REMARKS BY PRESIDENT McALEESE AT THE RECRUIT CAMP MILITARY CAMP, LOURDES FRIDAY, 23 MAY 2008

Dia Dhaoibh a chairde.  It’s quite a spectacle to see Lourdes taken over by armies from all over the world and an even better spectacle to see Ireland’s Defence Forces not only well represented among them but so well represented by our recruits.  You have come here in a very special year for Lourdes and for Ireland as we celebrate fifty years of continuous participation by our Defence Forces in UN peacekeeping service.  Those fifty years have been an extraordinary showcase of a tenacious commitment to peace by a militarily neutral country, a country which has shouldered time and again more than its fair share of the burden of care for the world’s most distressed and oppressed peoples.

Now as we look ahead to the next fifty years, you are the men and women who will be the hands and hearts of our peace-keeping work wherever it takes us in the decades ahead.  Your home context is very different from many of those who soldiered in the past, particularly in the earlier part of those fifty years.  

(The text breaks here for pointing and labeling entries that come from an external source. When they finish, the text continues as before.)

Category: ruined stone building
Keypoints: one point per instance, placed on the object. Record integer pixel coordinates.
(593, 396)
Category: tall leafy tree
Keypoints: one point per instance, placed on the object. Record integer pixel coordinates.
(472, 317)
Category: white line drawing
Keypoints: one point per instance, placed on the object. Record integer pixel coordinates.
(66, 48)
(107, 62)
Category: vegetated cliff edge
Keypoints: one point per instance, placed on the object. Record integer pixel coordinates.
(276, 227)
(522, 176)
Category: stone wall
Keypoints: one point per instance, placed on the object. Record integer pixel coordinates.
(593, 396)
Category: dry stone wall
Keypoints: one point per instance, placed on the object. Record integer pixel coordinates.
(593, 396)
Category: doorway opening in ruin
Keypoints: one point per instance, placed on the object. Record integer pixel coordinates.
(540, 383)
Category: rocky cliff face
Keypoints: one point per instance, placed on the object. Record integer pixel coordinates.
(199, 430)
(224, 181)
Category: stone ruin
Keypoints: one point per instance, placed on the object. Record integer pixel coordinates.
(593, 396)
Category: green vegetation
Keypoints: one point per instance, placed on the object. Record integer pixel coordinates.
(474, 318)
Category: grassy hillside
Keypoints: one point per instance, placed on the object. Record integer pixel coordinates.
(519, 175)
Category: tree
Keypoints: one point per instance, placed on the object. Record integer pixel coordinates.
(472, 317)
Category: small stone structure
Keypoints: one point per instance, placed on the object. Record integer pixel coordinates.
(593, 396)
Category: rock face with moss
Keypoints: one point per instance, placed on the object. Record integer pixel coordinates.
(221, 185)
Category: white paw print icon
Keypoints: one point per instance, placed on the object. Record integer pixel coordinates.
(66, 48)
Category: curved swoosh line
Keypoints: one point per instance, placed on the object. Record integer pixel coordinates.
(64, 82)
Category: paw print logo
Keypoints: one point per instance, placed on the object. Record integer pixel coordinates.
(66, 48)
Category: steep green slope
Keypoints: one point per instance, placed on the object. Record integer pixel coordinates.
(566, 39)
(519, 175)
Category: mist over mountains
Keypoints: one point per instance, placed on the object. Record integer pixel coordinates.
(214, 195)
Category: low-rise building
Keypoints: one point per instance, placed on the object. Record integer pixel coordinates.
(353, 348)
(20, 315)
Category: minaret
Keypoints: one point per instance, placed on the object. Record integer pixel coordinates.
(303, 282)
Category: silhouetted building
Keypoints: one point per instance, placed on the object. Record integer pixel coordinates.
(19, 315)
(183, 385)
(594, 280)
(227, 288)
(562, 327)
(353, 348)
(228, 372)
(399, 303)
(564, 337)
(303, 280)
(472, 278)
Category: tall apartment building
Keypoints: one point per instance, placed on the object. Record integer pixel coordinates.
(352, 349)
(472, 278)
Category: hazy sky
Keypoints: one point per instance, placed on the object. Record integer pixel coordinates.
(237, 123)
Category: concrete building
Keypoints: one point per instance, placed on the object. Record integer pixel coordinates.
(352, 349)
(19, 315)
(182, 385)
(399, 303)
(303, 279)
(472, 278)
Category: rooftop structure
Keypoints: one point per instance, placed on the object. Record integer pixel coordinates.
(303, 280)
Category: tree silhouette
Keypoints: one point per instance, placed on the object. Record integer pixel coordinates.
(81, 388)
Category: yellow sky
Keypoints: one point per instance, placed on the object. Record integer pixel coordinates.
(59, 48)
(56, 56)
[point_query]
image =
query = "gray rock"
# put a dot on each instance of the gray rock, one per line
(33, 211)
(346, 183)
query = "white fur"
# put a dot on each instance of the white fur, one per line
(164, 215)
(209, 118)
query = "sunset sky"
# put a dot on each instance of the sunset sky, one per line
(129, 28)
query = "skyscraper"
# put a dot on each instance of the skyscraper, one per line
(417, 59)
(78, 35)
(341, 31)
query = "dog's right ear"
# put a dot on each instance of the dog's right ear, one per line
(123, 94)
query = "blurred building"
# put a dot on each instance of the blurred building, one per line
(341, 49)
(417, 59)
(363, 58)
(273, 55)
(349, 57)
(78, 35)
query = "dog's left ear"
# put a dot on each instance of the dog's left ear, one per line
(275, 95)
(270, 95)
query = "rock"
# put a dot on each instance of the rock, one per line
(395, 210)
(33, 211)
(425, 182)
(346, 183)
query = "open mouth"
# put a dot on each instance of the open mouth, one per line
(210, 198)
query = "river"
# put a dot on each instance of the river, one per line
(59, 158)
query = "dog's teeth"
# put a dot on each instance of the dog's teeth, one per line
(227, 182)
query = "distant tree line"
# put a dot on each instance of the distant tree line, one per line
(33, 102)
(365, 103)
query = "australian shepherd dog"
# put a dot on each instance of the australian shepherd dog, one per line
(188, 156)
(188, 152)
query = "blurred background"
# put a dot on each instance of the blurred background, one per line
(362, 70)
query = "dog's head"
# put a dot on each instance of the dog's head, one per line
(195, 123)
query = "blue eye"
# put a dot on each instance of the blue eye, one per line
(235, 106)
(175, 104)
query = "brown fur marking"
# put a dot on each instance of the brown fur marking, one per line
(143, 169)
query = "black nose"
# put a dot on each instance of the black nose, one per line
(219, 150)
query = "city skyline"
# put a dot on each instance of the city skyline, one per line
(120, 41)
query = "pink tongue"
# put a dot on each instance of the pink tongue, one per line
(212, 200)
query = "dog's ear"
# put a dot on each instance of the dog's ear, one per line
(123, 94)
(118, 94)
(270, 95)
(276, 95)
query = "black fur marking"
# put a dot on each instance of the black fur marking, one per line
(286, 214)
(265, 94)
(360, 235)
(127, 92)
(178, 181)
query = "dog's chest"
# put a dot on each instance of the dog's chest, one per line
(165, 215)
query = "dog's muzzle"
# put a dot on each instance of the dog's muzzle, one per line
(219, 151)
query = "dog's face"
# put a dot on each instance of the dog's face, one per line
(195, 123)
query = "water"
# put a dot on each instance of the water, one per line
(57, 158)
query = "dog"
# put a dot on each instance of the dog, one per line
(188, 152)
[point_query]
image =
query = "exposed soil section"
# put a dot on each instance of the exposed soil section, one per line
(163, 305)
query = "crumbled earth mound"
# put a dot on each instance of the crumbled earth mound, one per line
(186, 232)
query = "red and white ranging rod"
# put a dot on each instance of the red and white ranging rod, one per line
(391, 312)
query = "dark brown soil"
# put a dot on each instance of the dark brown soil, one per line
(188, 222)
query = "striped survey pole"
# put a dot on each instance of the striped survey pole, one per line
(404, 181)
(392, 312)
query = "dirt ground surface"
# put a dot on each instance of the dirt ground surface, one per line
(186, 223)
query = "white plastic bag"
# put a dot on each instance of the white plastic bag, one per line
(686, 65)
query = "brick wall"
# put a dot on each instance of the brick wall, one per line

Today’s Ireland is confident and prosperous.  She has a hard-won peace and an exciting new culture of collaboration growing across the once vexed North-South axis.  Her Defence Forces have earned respect and admiration around the globe and their context too has changed with engagement in increasingly complex operations and in very difficult conditions.  We are proud to see the very challenging EUFOR mission to Chad headed by an Irish soldier, Lieutenant General Pat Nash.  The faith placed in Pat is a faith placed in Ireland, a faith earned the hard way in the Congo, in Lebanon, in Liberia, Kosovo and many other places where we were tested and found to be professional in the highest degree and with a winning humanity.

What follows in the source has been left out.